Judge Thomas P. Quirk
Nominee for 2010 Samaritan of the Year Award
Currently Judge Thomas P Quirk is serving a sixth six (6) year term as Lake Charles, City Judge, Ward 3. When his first term began in early 1979 a few months after his 34th birthday he was the youngest ever elected to the bench, and is now the longest sitting judge in this area.
After considering the law, many judges follow standard sentencing guidelines set up by their predecessors which usually result in a fine and or incarceration. This seems a fair description of justice. But justice absent mercy can devastate entire families, rather than restore one criminal offender through traditional sentencing. Judge Quirk, considered the problem of overcrowding in our jails, the economic loss to families when the only source of income is cut off, the loss of educational advancement when classes are interrupted, and the benefits of weekly spiritual support while serving out a sentence, and decided that justice might be served in a better way through alternative sentencing. Thus, the birth of church sentencing was implemented in Lake Charles City Court by the most honorable Judge Thomas P Quirk. He first sentenced someone to attend church in 1992, using it as "an alternative sentence when someone wants to plead guilty to a minor offense but cannot afford a fine."
Within the first year, more than 350 people were sentenced to church.
After 16 plus years, with 400-500 people sentenced annually, between 6000 and 8000 people have been sentenced to church through Judge Quirk's court alone. Since then, other courts have adopted similar programs. Offenders and their families and extended families have been and will forever be affected by the selfless and sacrificial decisions made by Judge Quirk to look beyond the bench into the lives of those standing before him and looking to him for that decision that could change lives dramatically.

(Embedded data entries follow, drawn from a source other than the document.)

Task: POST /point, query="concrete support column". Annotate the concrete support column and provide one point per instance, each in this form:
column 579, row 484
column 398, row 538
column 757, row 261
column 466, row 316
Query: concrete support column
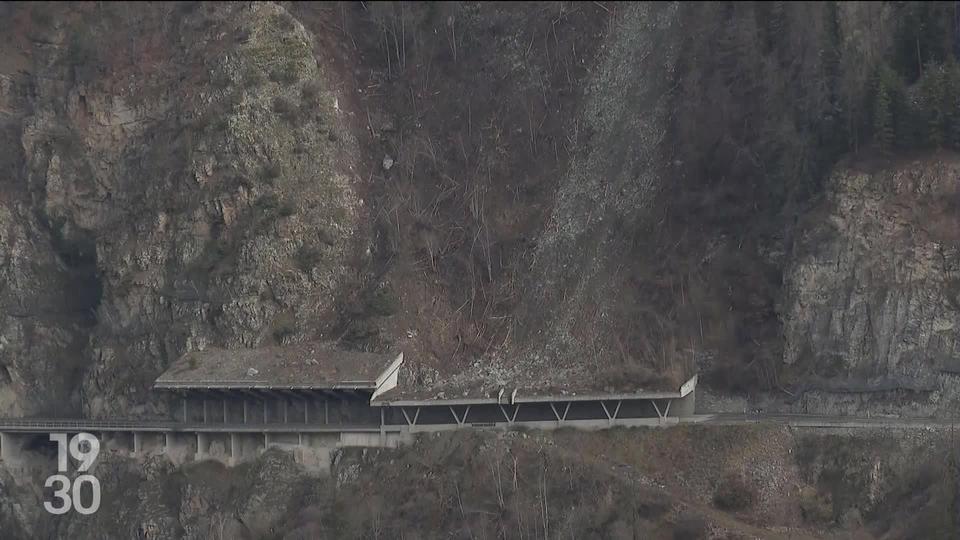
column 202, row 444
column 137, row 444
column 383, row 433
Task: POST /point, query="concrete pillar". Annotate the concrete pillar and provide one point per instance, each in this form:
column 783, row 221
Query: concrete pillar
column 383, row 433
column 202, row 444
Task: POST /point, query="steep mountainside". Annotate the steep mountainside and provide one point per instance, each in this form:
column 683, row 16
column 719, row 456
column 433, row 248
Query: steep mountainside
column 764, row 193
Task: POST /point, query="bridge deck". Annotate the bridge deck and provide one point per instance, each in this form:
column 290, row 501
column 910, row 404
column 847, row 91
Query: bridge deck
column 45, row 425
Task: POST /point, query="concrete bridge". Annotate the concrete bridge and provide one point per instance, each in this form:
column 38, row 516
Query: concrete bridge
column 231, row 406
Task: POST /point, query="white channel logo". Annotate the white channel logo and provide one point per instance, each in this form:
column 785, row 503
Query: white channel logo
column 84, row 448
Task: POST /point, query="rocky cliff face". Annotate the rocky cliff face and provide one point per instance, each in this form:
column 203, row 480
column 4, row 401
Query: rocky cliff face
column 871, row 300
column 195, row 188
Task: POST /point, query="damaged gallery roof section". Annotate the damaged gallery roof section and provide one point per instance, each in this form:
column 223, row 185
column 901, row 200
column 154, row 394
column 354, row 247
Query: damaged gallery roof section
column 307, row 366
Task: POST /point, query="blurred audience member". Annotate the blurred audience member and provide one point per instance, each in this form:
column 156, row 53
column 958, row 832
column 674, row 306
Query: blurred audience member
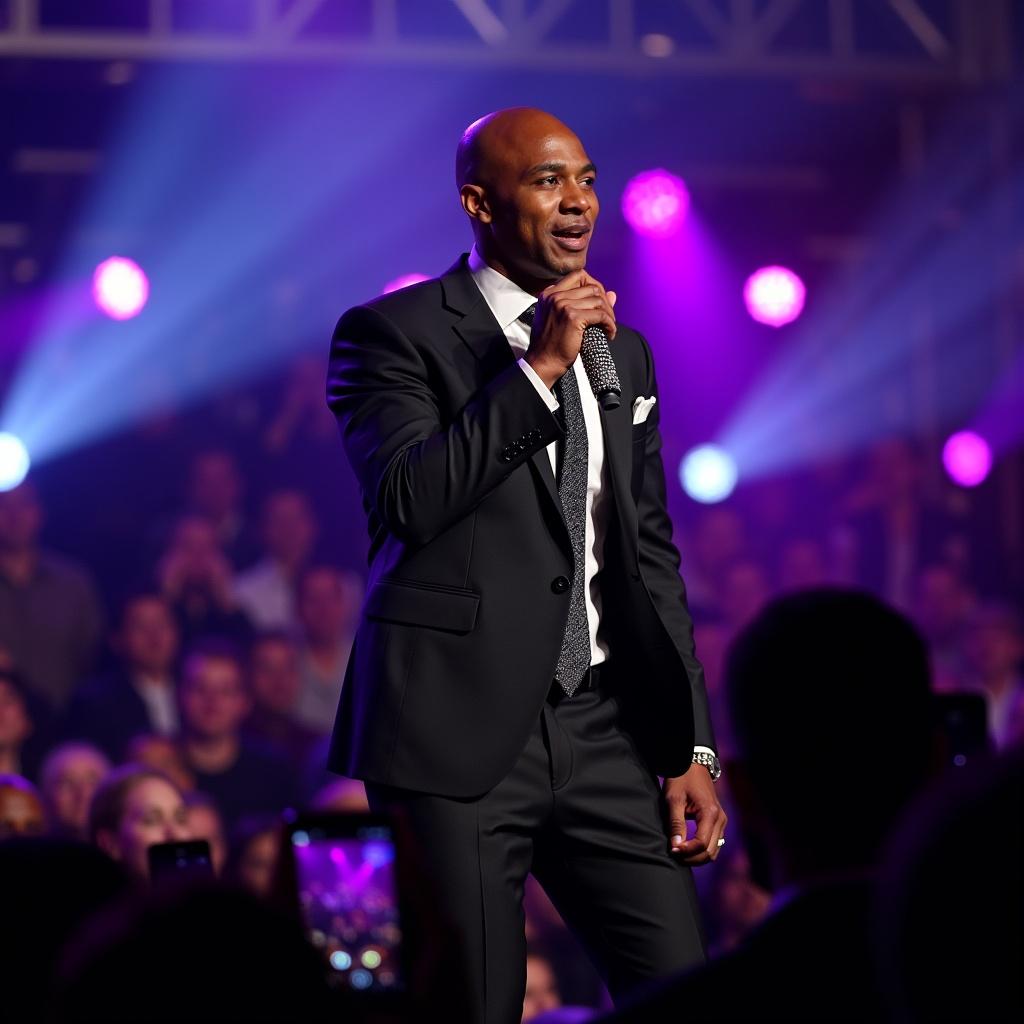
column 22, row 811
column 995, row 668
column 139, row 694
column 941, row 606
column 164, row 755
column 15, row 726
column 134, row 808
column 341, row 795
column 50, row 620
column 802, row 563
column 68, row 781
column 329, row 603
column 215, row 492
column 896, row 531
column 274, row 682
column 266, row 592
column 737, row 903
column 242, row 777
column 542, row 986
column 205, row 822
column 815, row 815
column 744, row 591
column 196, row 577
column 949, row 942
column 254, row 852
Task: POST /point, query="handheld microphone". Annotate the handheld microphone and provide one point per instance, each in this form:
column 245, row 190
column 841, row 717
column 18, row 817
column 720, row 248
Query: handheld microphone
column 600, row 368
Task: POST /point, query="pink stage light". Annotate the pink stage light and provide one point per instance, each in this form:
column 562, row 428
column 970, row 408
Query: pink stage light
column 120, row 288
column 403, row 282
column 654, row 204
column 968, row 458
column 774, row 295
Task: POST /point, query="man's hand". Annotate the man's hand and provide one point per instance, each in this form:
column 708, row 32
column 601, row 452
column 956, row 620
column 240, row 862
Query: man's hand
column 563, row 311
column 692, row 796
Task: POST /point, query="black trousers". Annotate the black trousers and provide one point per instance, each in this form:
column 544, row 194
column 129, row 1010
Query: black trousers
column 582, row 811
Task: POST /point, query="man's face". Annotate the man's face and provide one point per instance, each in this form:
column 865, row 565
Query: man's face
column 213, row 698
column 148, row 638
column 541, row 203
column 273, row 674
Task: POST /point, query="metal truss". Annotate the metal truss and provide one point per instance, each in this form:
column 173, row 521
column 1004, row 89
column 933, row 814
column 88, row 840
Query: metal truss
column 942, row 40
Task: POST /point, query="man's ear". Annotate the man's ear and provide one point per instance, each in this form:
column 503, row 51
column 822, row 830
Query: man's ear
column 474, row 202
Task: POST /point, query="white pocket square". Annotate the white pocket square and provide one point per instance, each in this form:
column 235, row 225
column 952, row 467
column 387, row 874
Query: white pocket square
column 642, row 408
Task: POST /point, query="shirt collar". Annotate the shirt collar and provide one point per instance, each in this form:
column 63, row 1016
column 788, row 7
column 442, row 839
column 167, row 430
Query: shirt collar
column 506, row 299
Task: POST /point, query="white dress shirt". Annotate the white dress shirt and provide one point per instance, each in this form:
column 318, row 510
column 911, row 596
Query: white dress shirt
column 507, row 300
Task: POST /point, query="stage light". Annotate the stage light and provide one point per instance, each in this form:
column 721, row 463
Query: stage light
column 120, row 288
column 403, row 282
column 708, row 474
column 13, row 462
column 774, row 295
column 654, row 203
column 968, row 458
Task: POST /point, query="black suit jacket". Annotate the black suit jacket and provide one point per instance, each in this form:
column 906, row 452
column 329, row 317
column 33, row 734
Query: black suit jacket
column 466, row 602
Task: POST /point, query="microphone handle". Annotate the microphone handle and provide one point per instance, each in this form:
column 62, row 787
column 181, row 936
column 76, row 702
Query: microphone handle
column 600, row 367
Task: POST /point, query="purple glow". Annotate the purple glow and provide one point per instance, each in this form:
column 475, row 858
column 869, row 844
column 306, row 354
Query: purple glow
column 403, row 282
column 655, row 203
column 120, row 288
column 774, row 295
column 967, row 458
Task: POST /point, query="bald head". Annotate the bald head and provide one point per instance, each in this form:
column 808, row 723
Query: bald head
column 527, row 184
column 489, row 140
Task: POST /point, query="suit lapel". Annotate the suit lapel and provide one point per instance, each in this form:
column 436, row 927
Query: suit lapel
column 484, row 338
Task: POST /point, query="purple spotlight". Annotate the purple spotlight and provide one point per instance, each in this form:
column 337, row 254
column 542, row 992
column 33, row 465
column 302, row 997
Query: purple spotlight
column 967, row 458
column 120, row 288
column 774, row 295
column 403, row 282
column 655, row 203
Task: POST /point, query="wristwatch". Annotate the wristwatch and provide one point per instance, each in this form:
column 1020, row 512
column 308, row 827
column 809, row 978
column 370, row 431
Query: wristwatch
column 711, row 762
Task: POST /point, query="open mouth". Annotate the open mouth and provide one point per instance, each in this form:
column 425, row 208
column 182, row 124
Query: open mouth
column 573, row 238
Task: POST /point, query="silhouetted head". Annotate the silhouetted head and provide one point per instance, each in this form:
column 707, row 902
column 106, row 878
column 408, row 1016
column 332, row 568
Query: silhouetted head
column 829, row 701
column 527, row 183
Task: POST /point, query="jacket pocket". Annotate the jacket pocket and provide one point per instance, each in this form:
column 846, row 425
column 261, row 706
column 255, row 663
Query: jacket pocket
column 434, row 605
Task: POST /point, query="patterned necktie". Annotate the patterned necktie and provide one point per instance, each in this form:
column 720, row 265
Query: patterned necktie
column 573, row 658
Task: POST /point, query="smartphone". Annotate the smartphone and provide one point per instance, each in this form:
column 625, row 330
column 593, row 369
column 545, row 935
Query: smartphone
column 963, row 721
column 346, row 888
column 180, row 860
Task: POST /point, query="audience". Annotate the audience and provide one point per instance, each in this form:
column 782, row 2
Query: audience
column 22, row 810
column 50, row 620
column 242, row 777
column 274, row 683
column 217, row 743
column 138, row 695
column 68, row 781
column 163, row 755
column 133, row 809
column 196, row 578
column 329, row 603
column 994, row 647
column 266, row 591
column 206, row 823
column 816, row 809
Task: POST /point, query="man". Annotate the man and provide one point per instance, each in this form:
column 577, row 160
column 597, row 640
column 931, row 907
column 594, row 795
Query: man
column 242, row 777
column 139, row 695
column 50, row 620
column 524, row 667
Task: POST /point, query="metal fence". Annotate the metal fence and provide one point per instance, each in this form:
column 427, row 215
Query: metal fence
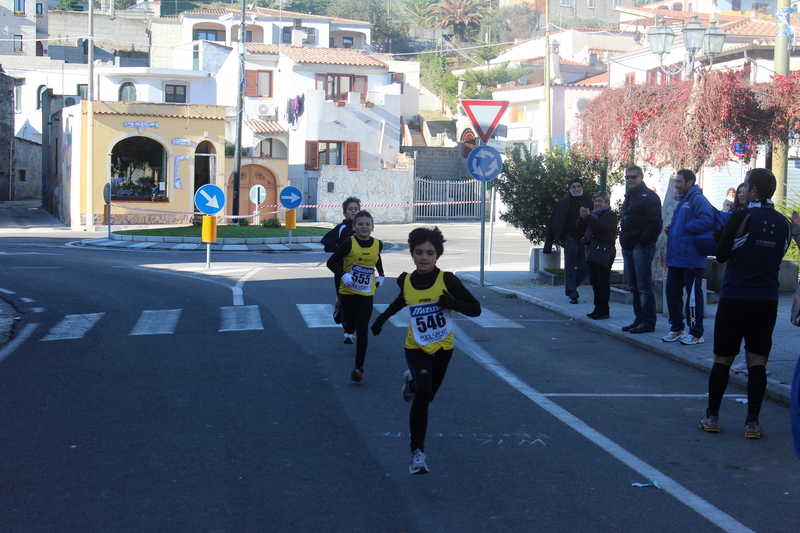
column 463, row 197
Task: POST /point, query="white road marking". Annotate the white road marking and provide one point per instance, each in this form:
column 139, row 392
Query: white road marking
column 156, row 322
column 72, row 327
column 9, row 348
column 241, row 318
column 704, row 508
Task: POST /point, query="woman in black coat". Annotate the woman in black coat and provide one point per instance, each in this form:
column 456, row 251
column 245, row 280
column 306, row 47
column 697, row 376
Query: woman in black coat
column 601, row 227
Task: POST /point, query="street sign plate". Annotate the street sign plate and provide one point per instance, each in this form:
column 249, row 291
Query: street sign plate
column 484, row 115
column 484, row 163
column 258, row 193
column 209, row 199
column 291, row 197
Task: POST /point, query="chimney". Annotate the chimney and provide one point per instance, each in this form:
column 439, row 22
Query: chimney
column 297, row 33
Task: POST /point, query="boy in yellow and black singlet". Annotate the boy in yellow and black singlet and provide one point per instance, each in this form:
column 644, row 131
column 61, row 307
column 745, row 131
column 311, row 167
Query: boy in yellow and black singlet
column 355, row 263
column 431, row 295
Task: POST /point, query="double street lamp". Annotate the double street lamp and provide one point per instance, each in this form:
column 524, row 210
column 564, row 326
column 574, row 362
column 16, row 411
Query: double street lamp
column 696, row 38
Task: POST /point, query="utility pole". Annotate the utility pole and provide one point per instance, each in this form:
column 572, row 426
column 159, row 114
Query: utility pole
column 547, row 97
column 237, row 154
column 780, row 148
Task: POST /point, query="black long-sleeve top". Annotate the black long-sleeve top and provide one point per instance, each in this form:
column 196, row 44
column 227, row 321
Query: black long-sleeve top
column 336, row 261
column 465, row 303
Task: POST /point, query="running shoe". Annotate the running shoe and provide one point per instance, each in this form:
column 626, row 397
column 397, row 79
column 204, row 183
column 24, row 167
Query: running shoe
column 752, row 430
column 673, row 336
column 710, row 424
column 418, row 465
column 407, row 394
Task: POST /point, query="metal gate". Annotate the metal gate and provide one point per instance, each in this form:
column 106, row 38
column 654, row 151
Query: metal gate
column 430, row 196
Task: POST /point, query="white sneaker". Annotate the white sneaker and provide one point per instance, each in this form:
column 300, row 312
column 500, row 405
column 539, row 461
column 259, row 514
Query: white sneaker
column 673, row 336
column 741, row 368
column 418, row 465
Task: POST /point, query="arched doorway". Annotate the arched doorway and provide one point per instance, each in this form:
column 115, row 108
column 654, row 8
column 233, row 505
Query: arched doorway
column 468, row 141
column 137, row 170
column 205, row 165
column 253, row 175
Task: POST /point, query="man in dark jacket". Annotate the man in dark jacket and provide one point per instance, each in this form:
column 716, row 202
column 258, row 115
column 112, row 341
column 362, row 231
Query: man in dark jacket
column 693, row 215
column 639, row 229
column 567, row 228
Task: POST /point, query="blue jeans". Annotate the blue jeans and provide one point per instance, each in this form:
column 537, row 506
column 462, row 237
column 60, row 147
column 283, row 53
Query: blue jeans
column 691, row 280
column 639, row 275
column 575, row 267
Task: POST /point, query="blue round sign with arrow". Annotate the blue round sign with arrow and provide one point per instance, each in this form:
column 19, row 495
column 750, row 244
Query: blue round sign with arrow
column 291, row 197
column 209, row 199
column 484, row 163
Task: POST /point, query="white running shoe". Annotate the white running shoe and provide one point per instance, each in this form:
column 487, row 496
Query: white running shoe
column 418, row 465
column 673, row 336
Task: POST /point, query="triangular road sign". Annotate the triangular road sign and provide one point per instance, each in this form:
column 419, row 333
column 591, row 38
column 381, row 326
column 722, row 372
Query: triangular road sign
column 484, row 115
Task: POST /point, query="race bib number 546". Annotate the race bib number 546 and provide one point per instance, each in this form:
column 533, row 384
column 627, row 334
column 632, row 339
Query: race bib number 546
column 429, row 323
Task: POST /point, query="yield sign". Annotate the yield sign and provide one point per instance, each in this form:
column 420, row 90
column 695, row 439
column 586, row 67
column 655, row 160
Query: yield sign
column 484, row 115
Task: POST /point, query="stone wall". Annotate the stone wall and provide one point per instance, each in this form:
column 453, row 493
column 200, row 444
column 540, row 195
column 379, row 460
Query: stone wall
column 27, row 179
column 437, row 163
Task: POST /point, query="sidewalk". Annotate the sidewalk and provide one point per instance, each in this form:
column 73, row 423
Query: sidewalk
column 515, row 278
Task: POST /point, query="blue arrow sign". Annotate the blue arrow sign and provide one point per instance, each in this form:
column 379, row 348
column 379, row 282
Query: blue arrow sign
column 291, row 197
column 484, row 163
column 209, row 199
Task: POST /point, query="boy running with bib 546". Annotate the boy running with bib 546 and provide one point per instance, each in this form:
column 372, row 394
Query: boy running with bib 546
column 431, row 295
column 354, row 262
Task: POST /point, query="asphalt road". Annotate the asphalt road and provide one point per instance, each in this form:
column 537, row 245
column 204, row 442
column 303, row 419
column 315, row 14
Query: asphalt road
column 220, row 401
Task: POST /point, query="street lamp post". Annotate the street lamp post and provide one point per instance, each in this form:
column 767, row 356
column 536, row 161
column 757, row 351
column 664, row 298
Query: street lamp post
column 696, row 37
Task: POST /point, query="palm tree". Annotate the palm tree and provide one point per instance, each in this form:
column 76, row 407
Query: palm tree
column 459, row 14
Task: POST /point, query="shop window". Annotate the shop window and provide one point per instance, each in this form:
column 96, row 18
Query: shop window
column 127, row 92
column 336, row 86
column 258, row 83
column 138, row 170
column 319, row 153
column 175, row 94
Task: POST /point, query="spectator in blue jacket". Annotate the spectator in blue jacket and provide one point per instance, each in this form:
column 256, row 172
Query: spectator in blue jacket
column 693, row 215
column 639, row 230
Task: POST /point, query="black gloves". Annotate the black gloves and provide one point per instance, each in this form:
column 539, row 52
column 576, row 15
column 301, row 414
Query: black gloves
column 446, row 301
column 377, row 326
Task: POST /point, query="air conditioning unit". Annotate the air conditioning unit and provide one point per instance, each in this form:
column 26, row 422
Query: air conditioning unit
column 266, row 110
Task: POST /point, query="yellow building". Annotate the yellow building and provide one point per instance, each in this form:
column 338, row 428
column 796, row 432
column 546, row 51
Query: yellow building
column 151, row 158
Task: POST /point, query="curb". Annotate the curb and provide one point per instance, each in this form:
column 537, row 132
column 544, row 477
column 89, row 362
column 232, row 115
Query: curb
column 775, row 391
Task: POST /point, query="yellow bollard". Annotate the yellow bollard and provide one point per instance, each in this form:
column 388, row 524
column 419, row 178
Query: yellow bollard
column 209, row 232
column 291, row 218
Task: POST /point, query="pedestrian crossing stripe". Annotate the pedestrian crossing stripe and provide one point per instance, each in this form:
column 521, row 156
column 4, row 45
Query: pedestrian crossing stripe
column 321, row 316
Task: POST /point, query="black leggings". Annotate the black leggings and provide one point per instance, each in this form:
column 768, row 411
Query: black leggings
column 356, row 312
column 428, row 373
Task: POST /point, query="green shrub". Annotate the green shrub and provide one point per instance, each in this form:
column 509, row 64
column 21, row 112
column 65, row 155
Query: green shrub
column 271, row 223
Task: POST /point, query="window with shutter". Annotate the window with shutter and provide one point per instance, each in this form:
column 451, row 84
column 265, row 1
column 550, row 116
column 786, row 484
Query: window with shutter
column 353, row 156
column 312, row 155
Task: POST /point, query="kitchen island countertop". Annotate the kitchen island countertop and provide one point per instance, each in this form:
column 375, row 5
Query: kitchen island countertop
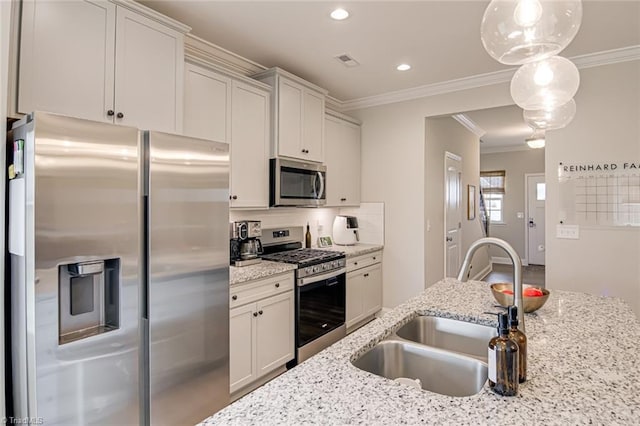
column 583, row 367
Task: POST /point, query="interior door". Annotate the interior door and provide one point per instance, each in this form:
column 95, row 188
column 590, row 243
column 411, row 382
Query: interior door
column 453, row 214
column 536, row 194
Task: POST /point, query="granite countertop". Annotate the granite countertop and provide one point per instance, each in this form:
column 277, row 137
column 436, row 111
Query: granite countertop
column 263, row 269
column 354, row 250
column 583, row 367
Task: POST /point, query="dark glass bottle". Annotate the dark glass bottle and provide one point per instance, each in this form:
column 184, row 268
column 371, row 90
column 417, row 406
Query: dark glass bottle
column 307, row 237
column 503, row 360
column 521, row 339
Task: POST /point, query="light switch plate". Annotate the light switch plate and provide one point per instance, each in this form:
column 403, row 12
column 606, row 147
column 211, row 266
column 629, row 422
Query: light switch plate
column 569, row 232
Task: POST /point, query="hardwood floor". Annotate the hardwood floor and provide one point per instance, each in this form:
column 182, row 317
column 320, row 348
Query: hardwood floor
column 532, row 274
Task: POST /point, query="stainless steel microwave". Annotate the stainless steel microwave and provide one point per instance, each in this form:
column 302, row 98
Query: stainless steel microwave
column 296, row 183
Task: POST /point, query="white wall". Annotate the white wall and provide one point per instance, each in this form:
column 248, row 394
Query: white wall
column 606, row 128
column 393, row 172
column 446, row 134
column 5, row 24
column 516, row 164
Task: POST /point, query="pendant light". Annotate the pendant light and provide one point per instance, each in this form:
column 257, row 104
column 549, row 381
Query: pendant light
column 545, row 84
column 550, row 119
column 520, row 31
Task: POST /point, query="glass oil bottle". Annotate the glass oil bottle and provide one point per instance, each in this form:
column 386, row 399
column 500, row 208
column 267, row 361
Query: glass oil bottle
column 521, row 339
column 503, row 360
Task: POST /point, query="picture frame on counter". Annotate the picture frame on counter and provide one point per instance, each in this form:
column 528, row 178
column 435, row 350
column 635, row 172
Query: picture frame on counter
column 325, row 241
column 471, row 202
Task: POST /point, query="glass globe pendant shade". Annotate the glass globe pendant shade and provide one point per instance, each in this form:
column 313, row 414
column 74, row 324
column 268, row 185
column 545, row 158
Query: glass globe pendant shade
column 550, row 119
column 516, row 32
column 545, row 84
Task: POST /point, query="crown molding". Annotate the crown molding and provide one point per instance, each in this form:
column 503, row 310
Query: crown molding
column 499, row 149
column 608, row 57
column 202, row 51
column 469, row 124
column 153, row 15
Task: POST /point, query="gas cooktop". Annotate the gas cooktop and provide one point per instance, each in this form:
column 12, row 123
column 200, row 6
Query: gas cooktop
column 303, row 256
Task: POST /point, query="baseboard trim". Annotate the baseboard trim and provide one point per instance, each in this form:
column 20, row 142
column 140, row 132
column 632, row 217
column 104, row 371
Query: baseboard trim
column 483, row 273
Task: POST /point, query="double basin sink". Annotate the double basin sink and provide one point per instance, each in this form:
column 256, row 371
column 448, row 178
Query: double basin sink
column 447, row 356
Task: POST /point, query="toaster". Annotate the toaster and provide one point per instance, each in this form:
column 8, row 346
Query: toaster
column 345, row 230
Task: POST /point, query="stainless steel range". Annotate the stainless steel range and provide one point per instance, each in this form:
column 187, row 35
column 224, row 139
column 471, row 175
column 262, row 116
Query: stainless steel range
column 320, row 289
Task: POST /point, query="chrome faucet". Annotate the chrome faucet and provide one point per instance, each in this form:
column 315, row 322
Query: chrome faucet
column 517, row 270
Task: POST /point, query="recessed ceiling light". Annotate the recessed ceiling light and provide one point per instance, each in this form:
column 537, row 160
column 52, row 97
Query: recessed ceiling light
column 339, row 14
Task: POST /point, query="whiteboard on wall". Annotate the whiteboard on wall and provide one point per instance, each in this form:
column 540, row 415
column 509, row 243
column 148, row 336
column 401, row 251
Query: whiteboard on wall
column 600, row 194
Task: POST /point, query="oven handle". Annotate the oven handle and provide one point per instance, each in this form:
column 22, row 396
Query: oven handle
column 314, row 279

In November of 1994, the Judge Quirk was sued by the A.C.L.U. At his own expense, Judge Quirk chose to fight, rather than retreat, at no small expense. The suit would have been dropped if he had been willing to abandon church sentencing. "I'm not going to stop until the courts tell me I've got to," Judge Quirk said. The case was dismissed on the district level. The adversary did not stop there. They then filed a formal complaint to the Louisiana Judiciary Commission to have Judge Quirk removed from office. Again, I wish to remind you that this too would have been dropped had he stopped the church sentencing. But without faltering, and with the excellent and tireless representation by Mr. Michael Veron, justice did prevail. By a rarely seen, unanimous decision, the Supreme Court of Louisiana rejected all charges against Judge Quirk December 12, 1997.
A strong advocate of family values, Judge Quirk began a new phase in his career, in 2003. At that time he commenced a practice in mediation; working closely with family court judges, he began helping families resolve issues with unity and or compromise to situations where contention and division prevailed.